A handful of providers did not comply with federal requirements when claiming Medicare bad debts, leading to nearly $30,000 in unallowable Medicare reimbursement, a report from the Office of Inspector General (OIG) found.
Medicare is required to reimburse providers 65 percent of deductible and coinsurance amounts that remain unpaid by Medicare beneficiaries, provided that the situation meets certain standards. Providers must have made a reasonable effort to collect, determined the debt was uncollectible, and concluded that there was no likelihood of future recovery based on sound business judgment.
Between fiscal years 2016 and 2018, providers sought reimbursement of nearly $10 billion for Medicare bad debts on their cost reports.
The OIG report aimed to determine if providers complied with federal requirements when claiming this reimbursement and if their policies and procedures for collecting debt from beneficiaries were on par with federal standards.

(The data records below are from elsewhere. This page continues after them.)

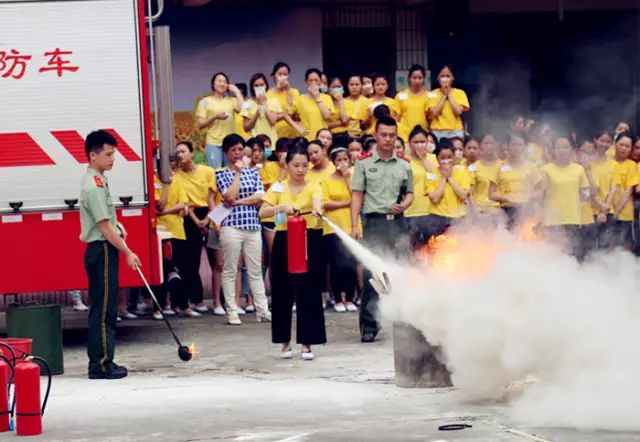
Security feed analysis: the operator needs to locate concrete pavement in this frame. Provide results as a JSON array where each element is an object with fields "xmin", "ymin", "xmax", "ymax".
[{"xmin": 0, "ymin": 312, "xmax": 640, "ymax": 442}]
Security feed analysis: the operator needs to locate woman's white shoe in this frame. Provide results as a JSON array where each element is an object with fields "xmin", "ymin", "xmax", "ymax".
[{"xmin": 280, "ymin": 349, "xmax": 293, "ymax": 359}]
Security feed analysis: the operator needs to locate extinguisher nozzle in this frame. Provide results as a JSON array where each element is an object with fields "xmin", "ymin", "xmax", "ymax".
[{"xmin": 178, "ymin": 345, "xmax": 193, "ymax": 362}]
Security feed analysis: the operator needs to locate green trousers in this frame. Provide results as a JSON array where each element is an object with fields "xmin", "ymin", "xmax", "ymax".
[{"xmin": 84, "ymin": 241, "xmax": 118, "ymax": 373}]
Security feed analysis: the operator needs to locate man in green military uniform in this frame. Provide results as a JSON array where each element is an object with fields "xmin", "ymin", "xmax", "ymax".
[
  {"xmin": 80, "ymin": 130, "xmax": 140, "ymax": 379},
  {"xmin": 351, "ymin": 117, "xmax": 413, "ymax": 342}
]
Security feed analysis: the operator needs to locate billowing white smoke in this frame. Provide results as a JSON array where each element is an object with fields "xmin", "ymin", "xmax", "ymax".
[{"xmin": 328, "ymin": 221, "xmax": 640, "ymax": 430}]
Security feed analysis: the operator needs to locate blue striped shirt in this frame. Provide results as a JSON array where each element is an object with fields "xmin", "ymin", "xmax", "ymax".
[{"xmin": 216, "ymin": 167, "xmax": 264, "ymax": 230}]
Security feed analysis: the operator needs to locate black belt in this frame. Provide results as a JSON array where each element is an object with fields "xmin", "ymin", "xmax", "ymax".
[{"xmin": 364, "ymin": 213, "xmax": 404, "ymax": 221}]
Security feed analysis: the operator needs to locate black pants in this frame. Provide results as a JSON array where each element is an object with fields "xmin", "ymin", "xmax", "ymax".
[
  {"xmin": 407, "ymin": 215, "xmax": 429, "ymax": 251},
  {"xmin": 179, "ymin": 207, "xmax": 209, "ymax": 304},
  {"xmin": 151, "ymin": 238, "xmax": 189, "ymax": 311},
  {"xmin": 580, "ymin": 220, "xmax": 598, "ymax": 258},
  {"xmin": 542, "ymin": 225, "xmax": 584, "ymax": 261},
  {"xmin": 594, "ymin": 215, "xmax": 615, "ymax": 250},
  {"xmin": 424, "ymin": 215, "xmax": 453, "ymax": 242},
  {"xmin": 613, "ymin": 220, "xmax": 633, "ymax": 250},
  {"xmin": 84, "ymin": 241, "xmax": 119, "ymax": 373},
  {"xmin": 360, "ymin": 215, "xmax": 409, "ymax": 335},
  {"xmin": 322, "ymin": 233, "xmax": 358, "ymax": 303},
  {"xmin": 271, "ymin": 230, "xmax": 327, "ymax": 345}
]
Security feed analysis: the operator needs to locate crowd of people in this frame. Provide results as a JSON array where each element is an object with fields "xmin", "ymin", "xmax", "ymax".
[{"xmin": 81, "ymin": 63, "xmax": 640, "ymax": 360}]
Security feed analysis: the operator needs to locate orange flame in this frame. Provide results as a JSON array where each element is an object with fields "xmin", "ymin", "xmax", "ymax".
[
  {"xmin": 418, "ymin": 233, "xmax": 499, "ymax": 280},
  {"xmin": 189, "ymin": 342, "xmax": 200, "ymax": 359}
]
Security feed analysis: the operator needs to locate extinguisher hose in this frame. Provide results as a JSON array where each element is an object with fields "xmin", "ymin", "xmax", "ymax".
[
  {"xmin": 18, "ymin": 356, "xmax": 51, "ymax": 416},
  {"xmin": 0, "ymin": 342, "xmax": 17, "ymax": 365},
  {"xmin": 0, "ymin": 355, "xmax": 16, "ymax": 419}
]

OIG used the Healthcare Cost Report Information System (HCRIS) data to identify all provider cost reports from 2016 to 2018 that claimed reimbursement for Medicare bad debts. The agency randomly selected 67 cost reports and 148 samples of bad debts that totaled $450,687.
OIG reviewed the providers’ documentation of collection efforts performed for the bad debts and assessed their policies and procedures for collecting bad debts.
The report found that not all providers complied with federal requirements when claiming Medicare reimbursement for bad debts. Among the 148 bad debts, 86 were associated with beneficiaries deemed indigent and did not require any collection efforts from providers.
Of the 62 remaining bad debts, providers did not comply with federal requirements when claiming 18 of the bad debts. Four additional bad debts had amounts that did not reflect the amounts owed by the beneficiaries.
The 22 bad debts resulted in CMS incorrectly reimbursing providers $29,787. According to the report, CMS reimbursed these amounts because the Medicare administrative contractors (MACs) did not concentrate on reviewing bad debts when performing audits of cost reports.
“Although federal regulations and CMS Manuals address provider and MAC responsibilities with respect to collection efforts for Medicare bad debts and audits of Medicare cost reports, our findings suggest that more specific requirements or guidance could provide enhanced, and feasible, stewardship of federal healthcare dollars,” OIG wrote.
The agency found that all selected providers’ policies and procedures for collecting Medicare bad debts complied with federal requirements and did not differ from policies for collecting non-Medicare bad debts.
To address non-compliance with bad debts claimed in cost reports, OIG recommended that CMS issue instructions or guidance to MACs that encourage more review of Medicare bad debts. For example, the agency could define thresholds beyond which individual Medicare bad debts would trigger an audit, directing the MACs to revise their cost report audit work accordingly.
CMS agreed with the recommendation and said it would consider OIG’s finding when issuing guidance to MACs about reviewing Medicare bad debts while recognizing budgetary constraints and competing priorities for MACs.